Но Эразм гораздо смелее подымается по ступеням социальной лестницы, чем Себастиан Брант. Его сатира становится особенно резкой, когда речь заходит о господствующих сословиях. Он насмехается над высокомерными дворянами, которые «хоть и не отличаются ничем от последнего поденщика, однако кичатся благородством своего происхождения», и над теми дураками, которые готовы «приравнять этих родовитых скотов к богам» (гл. 42). Достается от него придворным вельможам, а также королям, которые, нимало не заботясь об общем благе, «ежедневно измышляют новые способы набивать свою казну, отнимая у граждан их достояние» (гл. 55). Вполне в духе времени усматривает Эразм в корыстолюбии источник многих современных пороков. С презрением отзывается он о купцах (гл. 48) и делает бога богатства Плутоса отцом г-жи Глупости (гл. 7).
Еще резче отзывается Эразм о священнослужителях. Пренебрегая простыми и ясными заветами Евангелия, князья католической церкви «соперничают с государями в пышности» и, вместо того чтобы самоотверженно пасти своих духовных чад, «пасут только самих себя» (гл. 57). Утопающие в роскоши римские папы ради защиты земных интересов церкви проливают христианскую кровь. «Как будто могут быть у церкви враги злее, нежели нечестивые первосвященники, которые своим молчанием о Христе позволяют забывать о нем, которые связывают его своими гнусными законами, искажают его учение своими за уши притянутыми толкованиями и убивают его своей гнусной жизнью» (гл. 59). Ничуть не лучше обстоит дело с монахами, навлекшими на себя, по словам Эразма, «единодушную ненависть». В своей массе они глубоко невежественны, неопрятны, лицемерны и суеверны. Их благочестие заключается не в делах милосердия, завещанных Христом, а лишь в соблюдении внешних церковных правил. Зато «своей грязью, невежеством, грубостью и бесстыдством эти милые люди, по их собственному мнению, уподобляются в глазах наших апостолам» (гл. 54). Не щадит Эразм и официального богословия, которое он дерзко называет «ядовитым растением». Надутые схоласты, погрязшие в теологических хитросплетениях, готовы любого человека, несогласного с их умозрениями, объявить еретиком, то есть поставить вне закона. Их крикливые проповеди — образец безвкусия и нелепости. При помощи «вздорных выдумок и диких воплей подчиняют» они «смертных своей тирании» (гл. 53, 54).

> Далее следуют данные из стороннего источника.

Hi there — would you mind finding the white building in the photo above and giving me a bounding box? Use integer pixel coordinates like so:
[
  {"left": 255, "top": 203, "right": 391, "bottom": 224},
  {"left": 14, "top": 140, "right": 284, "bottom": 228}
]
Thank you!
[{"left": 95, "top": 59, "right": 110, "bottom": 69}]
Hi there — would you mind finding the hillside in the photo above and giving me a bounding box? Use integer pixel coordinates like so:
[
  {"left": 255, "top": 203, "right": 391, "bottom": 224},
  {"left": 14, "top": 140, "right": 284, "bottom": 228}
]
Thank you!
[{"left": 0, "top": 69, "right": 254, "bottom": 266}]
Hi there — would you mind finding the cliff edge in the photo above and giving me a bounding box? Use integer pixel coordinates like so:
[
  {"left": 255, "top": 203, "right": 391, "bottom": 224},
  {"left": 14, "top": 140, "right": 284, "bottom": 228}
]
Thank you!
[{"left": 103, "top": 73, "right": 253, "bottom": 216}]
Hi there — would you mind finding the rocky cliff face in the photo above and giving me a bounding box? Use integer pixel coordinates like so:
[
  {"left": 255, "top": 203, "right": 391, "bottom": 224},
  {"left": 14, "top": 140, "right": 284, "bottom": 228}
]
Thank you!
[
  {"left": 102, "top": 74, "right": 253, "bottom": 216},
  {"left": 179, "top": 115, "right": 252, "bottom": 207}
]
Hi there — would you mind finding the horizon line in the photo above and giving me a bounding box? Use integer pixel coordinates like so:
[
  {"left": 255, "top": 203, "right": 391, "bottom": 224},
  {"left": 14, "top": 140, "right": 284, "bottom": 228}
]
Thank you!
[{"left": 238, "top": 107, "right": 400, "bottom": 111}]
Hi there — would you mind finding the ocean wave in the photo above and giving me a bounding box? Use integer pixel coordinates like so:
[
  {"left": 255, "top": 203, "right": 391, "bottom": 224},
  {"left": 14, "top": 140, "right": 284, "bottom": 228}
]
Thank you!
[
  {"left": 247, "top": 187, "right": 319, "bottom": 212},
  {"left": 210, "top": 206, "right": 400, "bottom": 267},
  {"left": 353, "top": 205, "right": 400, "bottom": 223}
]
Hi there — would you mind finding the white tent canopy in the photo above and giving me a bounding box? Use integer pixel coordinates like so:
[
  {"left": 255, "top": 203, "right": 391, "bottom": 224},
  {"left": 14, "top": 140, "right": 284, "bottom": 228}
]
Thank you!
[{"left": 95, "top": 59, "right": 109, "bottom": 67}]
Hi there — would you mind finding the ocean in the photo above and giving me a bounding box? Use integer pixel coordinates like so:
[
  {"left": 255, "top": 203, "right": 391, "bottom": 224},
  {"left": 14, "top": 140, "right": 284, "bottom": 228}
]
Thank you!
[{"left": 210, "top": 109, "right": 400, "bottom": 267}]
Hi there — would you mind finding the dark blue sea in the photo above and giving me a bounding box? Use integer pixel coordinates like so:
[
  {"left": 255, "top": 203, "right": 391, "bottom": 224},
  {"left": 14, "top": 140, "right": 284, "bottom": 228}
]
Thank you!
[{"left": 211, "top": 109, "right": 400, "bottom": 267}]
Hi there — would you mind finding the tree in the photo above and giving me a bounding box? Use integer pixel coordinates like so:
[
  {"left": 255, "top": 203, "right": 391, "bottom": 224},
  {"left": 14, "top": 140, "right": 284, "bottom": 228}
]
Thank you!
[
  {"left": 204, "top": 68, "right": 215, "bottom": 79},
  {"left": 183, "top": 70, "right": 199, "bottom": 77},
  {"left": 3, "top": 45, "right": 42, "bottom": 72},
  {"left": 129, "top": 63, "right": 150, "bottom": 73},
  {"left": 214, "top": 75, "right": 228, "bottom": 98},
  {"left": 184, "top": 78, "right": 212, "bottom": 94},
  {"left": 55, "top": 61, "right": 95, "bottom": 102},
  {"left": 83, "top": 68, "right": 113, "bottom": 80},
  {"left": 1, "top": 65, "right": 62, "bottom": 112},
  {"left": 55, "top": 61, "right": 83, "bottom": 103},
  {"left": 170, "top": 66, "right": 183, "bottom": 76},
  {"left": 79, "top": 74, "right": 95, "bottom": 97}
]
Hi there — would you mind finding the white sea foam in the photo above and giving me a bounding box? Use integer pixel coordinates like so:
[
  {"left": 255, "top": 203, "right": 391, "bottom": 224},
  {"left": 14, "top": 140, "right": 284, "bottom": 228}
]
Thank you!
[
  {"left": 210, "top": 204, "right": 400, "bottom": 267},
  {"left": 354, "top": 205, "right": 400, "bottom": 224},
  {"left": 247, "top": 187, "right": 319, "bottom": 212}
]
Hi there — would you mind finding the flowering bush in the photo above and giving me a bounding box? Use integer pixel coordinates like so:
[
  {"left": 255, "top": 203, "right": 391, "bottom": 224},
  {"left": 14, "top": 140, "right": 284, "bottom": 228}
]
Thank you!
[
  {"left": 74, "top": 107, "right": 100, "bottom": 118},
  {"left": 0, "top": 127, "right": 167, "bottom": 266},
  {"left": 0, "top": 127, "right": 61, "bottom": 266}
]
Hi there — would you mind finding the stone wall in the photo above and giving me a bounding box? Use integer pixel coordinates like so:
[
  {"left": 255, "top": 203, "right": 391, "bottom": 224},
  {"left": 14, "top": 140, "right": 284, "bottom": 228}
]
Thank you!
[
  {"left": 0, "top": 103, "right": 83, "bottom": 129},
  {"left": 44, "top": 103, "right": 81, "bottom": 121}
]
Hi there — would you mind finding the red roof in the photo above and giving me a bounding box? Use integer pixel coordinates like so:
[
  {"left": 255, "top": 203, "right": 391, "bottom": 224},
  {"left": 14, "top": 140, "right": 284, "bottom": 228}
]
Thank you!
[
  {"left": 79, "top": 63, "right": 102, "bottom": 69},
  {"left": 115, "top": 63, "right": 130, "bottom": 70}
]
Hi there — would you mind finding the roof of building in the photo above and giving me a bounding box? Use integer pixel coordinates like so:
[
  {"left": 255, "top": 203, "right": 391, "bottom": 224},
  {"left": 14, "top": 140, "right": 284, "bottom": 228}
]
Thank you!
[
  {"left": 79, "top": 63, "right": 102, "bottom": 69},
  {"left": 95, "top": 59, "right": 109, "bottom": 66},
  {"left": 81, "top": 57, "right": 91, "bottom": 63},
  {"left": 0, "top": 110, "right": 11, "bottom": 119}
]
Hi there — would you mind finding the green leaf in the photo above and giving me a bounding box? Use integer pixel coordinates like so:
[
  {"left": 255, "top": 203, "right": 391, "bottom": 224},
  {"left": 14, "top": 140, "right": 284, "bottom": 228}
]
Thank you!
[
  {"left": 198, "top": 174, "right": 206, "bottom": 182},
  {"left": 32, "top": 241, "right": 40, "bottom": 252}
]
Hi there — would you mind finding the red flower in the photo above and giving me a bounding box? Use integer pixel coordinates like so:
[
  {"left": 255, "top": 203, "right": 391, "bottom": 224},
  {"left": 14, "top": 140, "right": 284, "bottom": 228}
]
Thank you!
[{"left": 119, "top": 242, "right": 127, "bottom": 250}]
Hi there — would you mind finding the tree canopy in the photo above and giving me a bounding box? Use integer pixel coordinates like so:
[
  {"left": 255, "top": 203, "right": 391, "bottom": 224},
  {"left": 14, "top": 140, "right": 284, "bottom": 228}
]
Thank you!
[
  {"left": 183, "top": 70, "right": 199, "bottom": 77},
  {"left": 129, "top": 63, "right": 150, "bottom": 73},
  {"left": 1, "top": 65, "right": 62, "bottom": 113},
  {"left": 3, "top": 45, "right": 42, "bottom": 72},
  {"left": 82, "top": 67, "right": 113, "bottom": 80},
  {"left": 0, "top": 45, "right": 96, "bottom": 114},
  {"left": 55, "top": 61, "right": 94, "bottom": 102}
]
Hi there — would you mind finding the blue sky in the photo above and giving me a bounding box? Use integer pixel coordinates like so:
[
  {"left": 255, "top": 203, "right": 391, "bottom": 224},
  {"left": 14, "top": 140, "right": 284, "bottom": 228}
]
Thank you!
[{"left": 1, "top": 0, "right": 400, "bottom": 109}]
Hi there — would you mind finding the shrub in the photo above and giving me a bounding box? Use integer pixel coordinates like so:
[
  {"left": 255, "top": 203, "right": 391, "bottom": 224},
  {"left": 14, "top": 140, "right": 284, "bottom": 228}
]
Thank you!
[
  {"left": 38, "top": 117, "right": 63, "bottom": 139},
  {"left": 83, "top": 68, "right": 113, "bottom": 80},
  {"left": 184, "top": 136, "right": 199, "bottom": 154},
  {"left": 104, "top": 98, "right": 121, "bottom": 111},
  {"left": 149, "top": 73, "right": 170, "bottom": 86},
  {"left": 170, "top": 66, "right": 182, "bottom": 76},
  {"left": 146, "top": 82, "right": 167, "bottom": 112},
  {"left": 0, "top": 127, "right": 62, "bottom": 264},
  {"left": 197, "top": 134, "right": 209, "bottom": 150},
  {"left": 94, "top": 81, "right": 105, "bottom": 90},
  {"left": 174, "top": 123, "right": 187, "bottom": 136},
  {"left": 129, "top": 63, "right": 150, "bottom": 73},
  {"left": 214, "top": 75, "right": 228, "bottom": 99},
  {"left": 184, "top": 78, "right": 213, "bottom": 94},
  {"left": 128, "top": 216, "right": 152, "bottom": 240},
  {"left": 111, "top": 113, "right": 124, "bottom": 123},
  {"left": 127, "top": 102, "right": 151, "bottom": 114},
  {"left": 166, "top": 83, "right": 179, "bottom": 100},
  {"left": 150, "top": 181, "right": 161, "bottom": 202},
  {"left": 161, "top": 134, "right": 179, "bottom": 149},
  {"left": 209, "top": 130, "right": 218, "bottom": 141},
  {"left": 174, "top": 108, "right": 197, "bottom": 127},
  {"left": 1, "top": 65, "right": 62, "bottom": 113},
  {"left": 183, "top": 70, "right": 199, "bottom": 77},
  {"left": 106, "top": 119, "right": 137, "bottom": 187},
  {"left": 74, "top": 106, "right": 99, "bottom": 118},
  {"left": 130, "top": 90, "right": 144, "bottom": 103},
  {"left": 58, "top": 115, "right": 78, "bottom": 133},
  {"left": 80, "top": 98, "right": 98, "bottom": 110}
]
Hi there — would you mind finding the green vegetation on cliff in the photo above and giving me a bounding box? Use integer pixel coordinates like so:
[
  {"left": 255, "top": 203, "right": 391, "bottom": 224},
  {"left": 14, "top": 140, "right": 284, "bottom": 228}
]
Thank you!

Во всем этом уже чувствовалось приближение Реформации. У Себастиана Бранта, писавшего значительно раньше, не найти таких резких выпадов против господствовавших феодально-католических кругов. Вместе с тем к насильственному ниспровержению существующих порядков Эразм не призывал. Все свои надежды, подобно Бранту, возлагал он на облагораживающую силу мудрого слова. Впрочем, окружающий мир не казался ему таким простым и понятным, как автору «Корабля дураков». Брант знал только две краски: черную и белую. Линии у него всегда отчетливые и густые. И на жизненные явления смотрел он, можно сказать, в упор. У Эразма картина мира утрачивает свою наивную лубочность. Рисунок его отличается тонкостью и одновременно сложностью. То, что у Бранта выглядит плоским и однозначным, у Эразма приобретает глубину и многозначность. Разве мудрость, чрезмерно вознесшаяся над жизнью, не превращается в глупость? Разве навыки и представления тысяч людей, на которых свысока взирают одинокие мудрецы, не коренятся подчас в самой человеческой природе? Где же здесь глупость, а где мудрость? Ведь «глупость» может оказаться мудростью, если она вырастает из потребностей жизни. И разве то, что говорит в начале книги г-жа Глупость, не содержит крупиц истины? Мечты мудрейшего Платона о совершенном общественном устройстве так и остались мечтами, ибо не имели под собой твердой жизненной почвы. Не философы творят историю. И если под «глупостью» разуметь отсутствие отвлеченной идеальной мудрости, то словоохотливая богиня права, утверждая, что «Глупость создает государства, поддерживает власть, религию, управление и суд» (гл. 27). Впрочем, очевидна здесь и сатирическая тенденция. Ведь то, что Эразм видел вокруг себя, — достойно было самого решительного осуждения. На каждом шагу можно было столкнуться с несправедливостью, жестокостью и обскурантизмом, то есть с вопиющими проявлениями вредоносной «глупости».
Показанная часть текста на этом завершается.